Note: Full disclosure: Max Brooks, the author, is an American University alum.
1 Whatever being wrong means…culpable?
5 comments
Ah, but you are making a big mistake by focusing on the WWZ movie. The book is excellent precisely because Zack is not the only adversary. The book does a great job of showing how politics leads countries to behave in different ways as they face tremendously difficult choices. There is a heap of gray in WWZ the book. As I argue elsewhere, the movie, because it speeds up the zombies, makes it hard for humans to adapt and adjust in different ways: http://saideman.blogspot.ca/2013/06/a-theory-of-zombie-speed.html. if you bring Warm Bodies into the mix, the Zombies themselves have distinct identities and divisions.
So, do not blame the Zombies but blame the folks who hack away the best parts of a great book.
Thanks Steve. I haven’t read the book. Fair point. Do they negotiate with Zombies? Are the Zombies sympathetic characters? Can they be reasoned with? The IR of the human dilemma sounds interesting but the ultimate enemy sounds the same.
I have always understood zombies not as an enemy – they are, after all, undead and bereft of intentionality and consciousness, so they cannot set their will against us – but as a problem more akin to a meteor or some other environmental catastrophe that threatens the survival of humanity.

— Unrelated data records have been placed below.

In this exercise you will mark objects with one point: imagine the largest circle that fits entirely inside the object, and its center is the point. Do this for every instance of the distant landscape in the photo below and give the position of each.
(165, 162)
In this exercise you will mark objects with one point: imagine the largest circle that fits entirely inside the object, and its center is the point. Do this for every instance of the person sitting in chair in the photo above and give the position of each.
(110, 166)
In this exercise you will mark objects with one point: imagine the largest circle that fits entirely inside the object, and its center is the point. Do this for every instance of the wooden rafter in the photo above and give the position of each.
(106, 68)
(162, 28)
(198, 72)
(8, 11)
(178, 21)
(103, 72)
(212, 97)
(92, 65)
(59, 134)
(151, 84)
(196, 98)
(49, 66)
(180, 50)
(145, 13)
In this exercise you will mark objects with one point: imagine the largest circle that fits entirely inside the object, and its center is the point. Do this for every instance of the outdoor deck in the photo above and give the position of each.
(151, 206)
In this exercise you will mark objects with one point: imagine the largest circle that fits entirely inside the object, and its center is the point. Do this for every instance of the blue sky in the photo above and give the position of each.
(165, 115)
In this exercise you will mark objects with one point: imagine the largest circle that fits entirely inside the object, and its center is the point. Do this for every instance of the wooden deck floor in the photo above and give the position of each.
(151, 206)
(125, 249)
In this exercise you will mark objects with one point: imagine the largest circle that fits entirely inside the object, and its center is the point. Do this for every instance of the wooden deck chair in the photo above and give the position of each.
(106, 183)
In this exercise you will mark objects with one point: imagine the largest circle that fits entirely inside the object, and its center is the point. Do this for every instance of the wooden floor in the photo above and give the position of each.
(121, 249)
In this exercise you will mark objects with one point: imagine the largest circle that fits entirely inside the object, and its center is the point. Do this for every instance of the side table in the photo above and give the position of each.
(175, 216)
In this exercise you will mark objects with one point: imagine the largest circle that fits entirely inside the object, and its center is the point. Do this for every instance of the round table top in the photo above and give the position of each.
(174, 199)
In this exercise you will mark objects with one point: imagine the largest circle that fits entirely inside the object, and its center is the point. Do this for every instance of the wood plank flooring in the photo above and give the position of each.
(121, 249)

The politics in these narratives is thus not about good v. evil, or us v. them, but about how different individuals (in the classic zombie stories) or governments (WWZ) find ways to overcome their differences, fears, prejudices, or collective action problems, to coordinate their response to the zombie problem. In many of these narratives, the greatest threat to the survival of humanity is humanity itself, in particular, its inability to recognize its common fate and act accordingly, rather than the zombies themselves (who are, after all, slow moving – at least when they are not zooming — and dim-witted). The politics of global warming may thus be a better analogy to zombie narratives than the Cold War or terrorism.
John, I certainly like your version of the story better than mine. The fact that they are human-like, act, are individuals, not a meteor or earthquake, etc. still makes me nervous that people will draw analogies from a zombie threat to other human threats. I hope you are right.
Dennis Petty- I am Kathy Petty’s Cousin and I am looking forward to meeting Erica the last weekend in July. I have The Army’s Master’s Degree from the Command and General Staff College and over the years have participated in “Wars to make peace.” Our Country’s failure in Vietnam troubled me until I started to look at it from their perspective. From what Vietnam and Iraq cost us, we could have gone in and built nice houses for most of the people. The real cost in lives lost on both sides could not be measured. I will do my best to not try to simplify the enemy and war as we discuss the world.